Tate’s US fund-raising organisation is offering its members the opportunity to attend a reception hosted by Tony and Cherie Blair at 10 Downing Street.
Supporters of Tate, who spend at least $25,000 booking tables at a gala dinner in New York on 8 May, are being invited to have drinks with the British Prime Minister and his wife in London on 16 June. This presupposes that Mr Blair will not have left office by then.
The Chair of the American Patrons of Tate, Lady Lynn Forester de Rothschild, who is married to British financier Sir Evelyn de Rothschild, secured Mr Blair’s support.
“She knows the Prime Minister and he was thrilled to discover that Americans were supporting our fundraising gala in New York so he offered to host a drinks party,” says Richard Hamilton, director of the American Patrons of Tate.
Tickets for the gala dinner at the Riverfront Pavilion Midtown at 39th Street and West Side Highway cost $25,000 for half a table or $50,000 for an entire table. To date, 30 tables have been booked. All of the money raised will be used to purchase art for Tate.
Those who have secured tables include Latin America’s richest man, Carlos Slim Helú, the Mexican telecoms tycoon whose fortune is estimated at $49 billion by Forbes, Jeanne Donovan Fisher, the widow of Morgan Stanley chairman Richard B. Fisher, Donald Marron, founder and ceo of private equity investment firm Lightyear Capital, who built one of the largest corporate collections in the US when he was ceo of Paine Webber, Richard Fuld, chief executive of the investment bank Lehman brothers, dealers Larry Gagosian and Arne Glimcher, and MoMA trustees Ronald Lauder, Agnes Gund, and the oil tycoon Sid Bass.
As well as private drinks with Blair, Tate patrons who book tables at the May dinner are being offered a group portrait by Annie Leibovitz, the Vanity Fair magazine photographer. According to Mr Hamilton, the picture will be used to illustrate a Vanity Fair story about the American patrons of Tate, another perk arranged by Lady de Rothschild through her friend Graydon Carter, editor of the magazine.
Phenomenal success
Tate received its first major private funding for the acquisition of US art in 1987 when the late Sir Edward Manton set up an endowment, today worth $30m.
The American Patrons of Tate was set up in New York in 1999. To date it has raised some $45.6m for the London gallery. According to Mr Hamilton, around $10m of this has been used to purchase contemporary art by US artists.
The group raised $18m of the $33m provided by US donors towards the opening of Tate Modern in 2000—25% of the total private funding raised for the conversion of the former power station on the River Thames.

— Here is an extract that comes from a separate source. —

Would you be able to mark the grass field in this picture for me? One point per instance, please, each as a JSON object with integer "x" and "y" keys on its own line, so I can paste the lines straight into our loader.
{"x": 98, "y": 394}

“Since 1999, we have raised an average of $5.7m per year in cash gifts. Sums were highest in 1999 and 2000 as a result of gifts towards the opening of Tate Modern,” says Mr Hamilton. “We also receive on average gifts of art worth $2.6m a year. Last year, we brought in $10.4m,” says Mr Hamilton.
“When we started we thought people would support us because they wanted American and South American art to be displayed at Tate Modern where over five million people a year would see it,” says Mr Hamilton. “At least 50% of our patrons have links to London. They either have houses there or went to school there, or run businesses there. They buy art there.”
Trouncing the competition
Some US museum directors say that they are struggling to match the successful fundraising efforts of the American Patrons of Tate.
Guggenheim Museum director Lisa Dennison raised the issue of competition between museums chasing limited funding at a recent panel organised by ADAA, “The museum as collector”, held at the Museum of Modern Art in New York on 24 February.
Speaking at the panel she said: “There’s a new phenomenon...which is the American Friends of…Tate, the Centre Pompidou, the Hermitage Museum. Now if you join the American Friends of the Tate you get to go to dinner at Tony Blair’s house. You get to have your picture taken by Annie Leibovitz. And you get to keep it. These are compelling, compelling incentives that speak not of true philanthropy, but of ‘give us some money, give us some art’, and we are going to give you something back that’s really, really enticing. I know this because my board members come to me in deep conflict, ‘I want to be part of this group, I want to be a friend to Tate, to the Pompidou, to the Hermitage, to the Pushkin...’. What’s a poor American museum director to do?”
Tate director, Sir Nicholas Serota, responded: “Lisa, I’m flattered you feel so threatened by an institution that has a fraction of your resources.”
Speaking to The Art Newspaper, Ms Dennison said: “What could we tell our supporters in comparison? You’re going to go to the White House and have lunch with Laura Bush?”